Assessing traumatic orbital injuries is an important challenge for radiologists; this assessment is even more difficult when the orbital injury is associated with injuries involving multiple organs. Common posttraumatic orbital injuries include anterior chamber injuries, injuries to the lens, open-globe injuries, ocular detachments, intraorbital foreign bodies, carotid cavernous fistula, and optic nerve injuries. Radiographic examination of the orbits is rarely performed. Ultrasonography (US) can be very useful for evaluating the globe and its contents; however, US is contraindicated if a ruptured globe is suspected. Magnetic resonance imaging may be difficult to perform emergently; it is contraindicated if there is a possibility that a metallic intraorbital foreign body is present. Computed tomography (CT) is considered to be the top choice for evaluating orbital trauma. The best protocol is to obtain thin-section axial CT scans, then to perform multiplanar reformation. When evaluating a patient with an orbital injury, the radiologist should do the following: (a) evaluate the bony orbit for fractures, note any herniations of orbital contents, and pay particular attention to the orbital apex; (b) evaluate the anterior chamber; (c) evaluate the position of the lens (the lens may be displaced, and it may be either completely or partially dislocated); (d) evaluate the posterior segment of the globe, look for bleeds or abnormal fluid collections, and evaluate for radiopaque or radiolucent foreign bodies; and (e) evaluate the ophthalmic veins and the optic nerve complex, especially the orbital apex.
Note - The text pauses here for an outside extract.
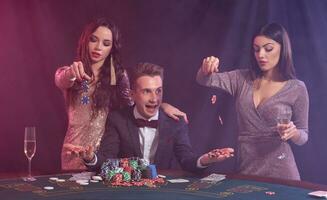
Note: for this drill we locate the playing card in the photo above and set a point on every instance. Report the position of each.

评估创伤性眼眶损伤对放射科医生来说是一项重大挑战;当眼眶损伤与多器官损伤相关时,这种评估就更加困难。常见的创伤性眼眶损伤包括前房损伤、晶状体损伤、开放性眼球损伤、眼球脱离、眶内异物、颈动脉海绵窦瘘和视神经损伤。眼眶的影像学检查很少进行。超声检查(US)对评估眼球及其内容物非常有用;然而,如果怀疑眼球破裂,则禁忌使用超声检查。紧急情况下磁共振成像可能难以进行;如果存在眶内金属异物的可能性,则禁忌使用。计算机断层扫描(CT)被认为是评估眼眶创伤的首选。最佳方案是获取薄层轴向CT扫描,然后进行多平面重建。在评估眼眶损伤患者时,放射科医生应做到以下几点:(a)评估眼眶骨有无骨折,注意眼眶内容物有无疝出,并特别关注眶尖;(b)评估前房;(c)评估晶状体位置(晶状体可能移位,可能完全或部分脱位);(d)评估眼球后段,寻找出血或异常液体积聚,并评估不透射线或透射线异物;(e)评估眼静脉和视神经复合体,尤其是眶尖。